Le souvenir qui restera

Avant le début de cette Coupe du Monde de Rugby 2023, les All Blacks faisaient plutôt profil bas. Sept semaines plus tard, ils auront illuminé la compétition de leur classe, inscrivant 49 essais (soit 19 de plus que n’importe quelle autre équipe) avant de perdre avec grâce une finale remarquable.
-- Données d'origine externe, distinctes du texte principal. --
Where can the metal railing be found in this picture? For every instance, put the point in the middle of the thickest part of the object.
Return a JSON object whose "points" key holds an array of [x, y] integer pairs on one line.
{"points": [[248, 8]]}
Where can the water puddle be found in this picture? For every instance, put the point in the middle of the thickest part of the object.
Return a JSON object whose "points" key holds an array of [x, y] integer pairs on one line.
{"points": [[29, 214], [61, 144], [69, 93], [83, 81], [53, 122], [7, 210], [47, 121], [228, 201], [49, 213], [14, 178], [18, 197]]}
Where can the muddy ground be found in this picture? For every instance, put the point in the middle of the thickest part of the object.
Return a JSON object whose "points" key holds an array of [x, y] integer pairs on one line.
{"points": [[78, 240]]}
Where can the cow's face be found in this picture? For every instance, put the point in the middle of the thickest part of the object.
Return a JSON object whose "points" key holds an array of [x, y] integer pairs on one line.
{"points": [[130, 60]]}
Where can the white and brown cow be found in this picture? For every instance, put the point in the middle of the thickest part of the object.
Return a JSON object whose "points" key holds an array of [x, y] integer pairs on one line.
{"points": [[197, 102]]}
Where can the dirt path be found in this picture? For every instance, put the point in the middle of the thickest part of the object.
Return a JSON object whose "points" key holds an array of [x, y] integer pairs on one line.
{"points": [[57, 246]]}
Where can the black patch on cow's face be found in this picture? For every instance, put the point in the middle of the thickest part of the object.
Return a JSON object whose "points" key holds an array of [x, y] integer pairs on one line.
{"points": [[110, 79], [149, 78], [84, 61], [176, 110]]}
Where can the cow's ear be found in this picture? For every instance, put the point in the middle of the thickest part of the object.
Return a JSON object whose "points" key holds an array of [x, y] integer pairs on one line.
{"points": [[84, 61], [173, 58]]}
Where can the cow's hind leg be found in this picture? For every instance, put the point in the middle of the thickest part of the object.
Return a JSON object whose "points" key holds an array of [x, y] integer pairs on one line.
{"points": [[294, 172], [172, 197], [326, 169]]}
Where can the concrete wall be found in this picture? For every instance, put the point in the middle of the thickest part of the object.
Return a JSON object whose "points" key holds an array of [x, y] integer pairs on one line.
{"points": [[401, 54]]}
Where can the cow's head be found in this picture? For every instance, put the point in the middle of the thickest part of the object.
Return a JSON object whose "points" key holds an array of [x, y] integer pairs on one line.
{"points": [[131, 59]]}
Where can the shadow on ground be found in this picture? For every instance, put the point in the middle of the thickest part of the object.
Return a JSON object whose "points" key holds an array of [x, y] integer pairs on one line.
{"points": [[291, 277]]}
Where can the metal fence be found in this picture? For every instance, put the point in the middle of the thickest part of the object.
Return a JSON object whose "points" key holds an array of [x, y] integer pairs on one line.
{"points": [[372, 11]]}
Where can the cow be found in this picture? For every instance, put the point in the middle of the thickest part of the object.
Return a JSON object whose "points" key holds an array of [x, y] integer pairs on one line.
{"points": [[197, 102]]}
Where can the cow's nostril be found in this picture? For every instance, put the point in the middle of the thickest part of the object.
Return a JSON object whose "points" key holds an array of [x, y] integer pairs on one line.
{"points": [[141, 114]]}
La victoire de quatre points en quart de finale sur l’Irlande, alors numéro un mondial, a constitué un moment fort d’une campagne néo-zélandaise marquée par l’incroyable polyvalence du centre Jordie Barrett et les exploits de l’ailier Will Jordan, désormais co-détenteur du record du nombre d’essais inscrits en une RWC. Mais finalement, si on ne devait retenir qu’une image, ce serait celle de ces valeureux All Blacks effondrés au coup de sifflet final de leur septième et dernier match. 

L’essai de la compétition

Il y avait le choix parmi les huit essais inscrits par Will Jordan dans la compétition. On aurait ainsi pu retenir son exploit en solo pour conclure un remarquable triplé en demi-finale face à l’Argentine, mais c’est le tout premier, marqué contre l’Uruguay lors de la phase de poules, qui remporte la palme. Il résume en effet à lui tout seul l’étendue de la palette des All Blacks. Le remplaçant de luxe Damian McKenzie, qui serait titulaire dans la plupart des sélections du monde, récupère sur la ligne de touche un ballon incroyablement délicat qu’il renvoie d’une seule main vers Jordan. Celui-ci met le turbo, échappe à ses défenseurs et s’en va aplatir entre les poteaux. 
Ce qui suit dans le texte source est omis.